Wednesday, June 16, 2010
One big big reason to love JAXA (Japan's space agency) is that they seem to really understand what people want to see from space exploration, and that's not only hard science but also a lot of eye candy. NASA's Lunar Prospector from 1998 was probably the best example of the opposite, a probe that carried out some good science on the Moon (and was the first probe to the Moon in decades) but didn't have a single camera. The result: people already interested in space monitored the probe's progress, others didn't. Without snazzy pictures a probe may as well not exist for most.
ESA is another good example of this with Venus Express, a probe with updates every ten months or so. As a big Venus fan I was quite disappointed with the lack of attention paid to keeping the public informed.
Dawn is a good example of what to do, with a chief engineer who makes otherwise boring updates extremely entertaining and informative. Here's the latest.

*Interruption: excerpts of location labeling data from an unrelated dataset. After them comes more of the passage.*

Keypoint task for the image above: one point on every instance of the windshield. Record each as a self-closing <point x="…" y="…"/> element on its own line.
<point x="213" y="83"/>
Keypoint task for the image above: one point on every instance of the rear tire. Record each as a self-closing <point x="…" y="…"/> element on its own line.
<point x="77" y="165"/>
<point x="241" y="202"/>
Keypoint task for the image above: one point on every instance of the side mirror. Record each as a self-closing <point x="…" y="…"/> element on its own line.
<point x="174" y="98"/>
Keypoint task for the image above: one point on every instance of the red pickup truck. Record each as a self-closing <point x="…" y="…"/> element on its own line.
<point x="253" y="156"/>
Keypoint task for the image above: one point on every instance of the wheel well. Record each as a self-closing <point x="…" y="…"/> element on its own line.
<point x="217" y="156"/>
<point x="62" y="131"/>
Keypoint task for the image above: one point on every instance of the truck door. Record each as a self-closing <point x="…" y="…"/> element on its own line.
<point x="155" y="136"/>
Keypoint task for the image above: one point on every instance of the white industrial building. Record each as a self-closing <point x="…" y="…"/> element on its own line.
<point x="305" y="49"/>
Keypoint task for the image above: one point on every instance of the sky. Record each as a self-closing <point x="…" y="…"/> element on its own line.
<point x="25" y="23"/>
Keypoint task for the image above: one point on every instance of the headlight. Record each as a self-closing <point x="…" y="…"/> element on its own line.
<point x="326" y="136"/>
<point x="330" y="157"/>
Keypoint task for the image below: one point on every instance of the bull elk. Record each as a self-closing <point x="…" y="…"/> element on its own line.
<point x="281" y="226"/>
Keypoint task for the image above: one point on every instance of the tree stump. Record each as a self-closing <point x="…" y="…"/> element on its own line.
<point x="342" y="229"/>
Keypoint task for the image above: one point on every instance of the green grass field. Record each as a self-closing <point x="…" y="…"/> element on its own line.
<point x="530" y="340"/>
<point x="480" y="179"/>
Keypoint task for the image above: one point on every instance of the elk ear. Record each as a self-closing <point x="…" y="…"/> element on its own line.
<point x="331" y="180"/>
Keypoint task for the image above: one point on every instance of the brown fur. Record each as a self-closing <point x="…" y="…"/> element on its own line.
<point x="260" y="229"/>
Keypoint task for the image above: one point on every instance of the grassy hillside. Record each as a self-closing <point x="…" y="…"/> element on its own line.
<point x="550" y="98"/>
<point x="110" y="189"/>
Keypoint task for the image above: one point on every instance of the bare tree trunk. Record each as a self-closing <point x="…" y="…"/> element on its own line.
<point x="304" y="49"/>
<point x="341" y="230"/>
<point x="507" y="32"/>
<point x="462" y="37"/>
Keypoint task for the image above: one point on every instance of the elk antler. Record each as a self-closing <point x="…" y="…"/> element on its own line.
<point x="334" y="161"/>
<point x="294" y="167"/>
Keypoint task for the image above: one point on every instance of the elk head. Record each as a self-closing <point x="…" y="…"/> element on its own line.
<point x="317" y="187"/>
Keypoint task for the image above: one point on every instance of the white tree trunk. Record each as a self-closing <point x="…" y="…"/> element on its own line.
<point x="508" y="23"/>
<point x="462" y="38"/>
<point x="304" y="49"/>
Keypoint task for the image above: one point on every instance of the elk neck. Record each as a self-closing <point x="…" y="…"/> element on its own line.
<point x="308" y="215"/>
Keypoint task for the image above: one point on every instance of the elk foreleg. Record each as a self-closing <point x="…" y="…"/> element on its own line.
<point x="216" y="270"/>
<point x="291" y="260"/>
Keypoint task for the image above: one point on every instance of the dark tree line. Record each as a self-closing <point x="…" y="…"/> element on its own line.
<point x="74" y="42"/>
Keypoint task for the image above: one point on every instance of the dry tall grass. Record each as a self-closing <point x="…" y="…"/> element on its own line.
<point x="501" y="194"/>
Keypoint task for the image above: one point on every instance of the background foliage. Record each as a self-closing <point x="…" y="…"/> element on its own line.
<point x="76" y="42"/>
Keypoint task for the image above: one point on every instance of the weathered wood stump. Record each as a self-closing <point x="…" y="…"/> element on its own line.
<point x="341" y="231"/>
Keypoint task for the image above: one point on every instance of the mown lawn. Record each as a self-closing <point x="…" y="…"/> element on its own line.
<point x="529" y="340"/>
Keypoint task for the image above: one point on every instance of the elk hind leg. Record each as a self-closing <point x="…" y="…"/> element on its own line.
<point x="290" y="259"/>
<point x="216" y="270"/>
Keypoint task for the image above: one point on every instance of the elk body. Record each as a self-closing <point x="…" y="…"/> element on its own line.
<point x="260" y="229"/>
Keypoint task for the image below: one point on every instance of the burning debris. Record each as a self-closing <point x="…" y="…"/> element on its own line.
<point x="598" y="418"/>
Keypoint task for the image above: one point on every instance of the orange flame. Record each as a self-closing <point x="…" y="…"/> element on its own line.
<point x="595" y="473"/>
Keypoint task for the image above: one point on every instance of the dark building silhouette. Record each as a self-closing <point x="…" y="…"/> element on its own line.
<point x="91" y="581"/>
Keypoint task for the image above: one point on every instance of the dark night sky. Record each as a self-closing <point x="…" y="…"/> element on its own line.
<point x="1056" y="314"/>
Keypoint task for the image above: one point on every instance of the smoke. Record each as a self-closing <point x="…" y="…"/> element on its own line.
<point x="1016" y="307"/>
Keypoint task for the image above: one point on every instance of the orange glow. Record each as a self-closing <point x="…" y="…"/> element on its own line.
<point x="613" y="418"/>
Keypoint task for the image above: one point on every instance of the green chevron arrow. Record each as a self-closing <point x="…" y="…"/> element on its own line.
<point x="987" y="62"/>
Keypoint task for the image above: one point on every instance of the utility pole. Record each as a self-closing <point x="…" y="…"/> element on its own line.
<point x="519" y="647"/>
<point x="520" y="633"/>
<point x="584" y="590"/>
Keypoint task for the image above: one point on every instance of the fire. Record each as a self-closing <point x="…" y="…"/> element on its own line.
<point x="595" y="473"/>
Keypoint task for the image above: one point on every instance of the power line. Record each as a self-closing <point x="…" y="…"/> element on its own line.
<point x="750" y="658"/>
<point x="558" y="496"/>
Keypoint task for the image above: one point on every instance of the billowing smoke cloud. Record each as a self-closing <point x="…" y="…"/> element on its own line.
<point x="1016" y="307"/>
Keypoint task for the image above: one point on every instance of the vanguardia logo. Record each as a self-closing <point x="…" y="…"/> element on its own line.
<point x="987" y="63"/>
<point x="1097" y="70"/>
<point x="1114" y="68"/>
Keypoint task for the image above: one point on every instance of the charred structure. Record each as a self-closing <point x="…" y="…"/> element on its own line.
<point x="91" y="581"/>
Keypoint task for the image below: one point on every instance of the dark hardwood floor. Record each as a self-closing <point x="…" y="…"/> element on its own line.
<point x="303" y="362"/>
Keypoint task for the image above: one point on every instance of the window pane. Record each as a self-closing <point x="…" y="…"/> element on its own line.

And back to JAXA: the most prominent example of JAXA understanding the public is probably all the HD images and movies sent back from Kaguya, the most entertaining images of the Moon since Apollo. This video alone has almost 300000 hits, which is 300000 more people thinking about the Moon than otherwise would have.
The most recent example of JAXA doing a good job here is in a video describing Hayabusa (the probe that just re-entered Earth two days ago). The video is here, but the most important part is at the end which looks like this:
Being able to visualize objects such as these is extremely important in keeping people interested in space. If the video had simply said "Itokawa is 540 metres in diameter" it would have meant nothing to most, but with the ISS next to it it's now easy to visualize. Many have seen pictures of the Space Shuttle docked there or videos from the inside, and by having it next to the asteroid you can now imagine what it would be like to stand on the surface, and "walk" around (since you can't really walk on such a tiny asteroid), Little Prince-style. Every news article and infographic on an asteroid or small planet should have such comparisons. If it's large then a country next to it with comparable surface area, and if smaller then a city or building or football field or something else. I wrote a post giving a few examples of this a year ago.
It will be interesting to see what happens with Akatsuki after it arrives at Venus in December, as then we'll be able to see the difference between ESA-style promotion and that done by JAXA. Mind you, I certainly appreciate the fact that the ESA has sent a mission to Venus and has a number of other interesting ones as well (Rosetta right now is a good example, and the Plato telescope is the one I'm most looking forward to) but a few of their teams are a little bit lax on the PR and that's a bit of a missed opportunity.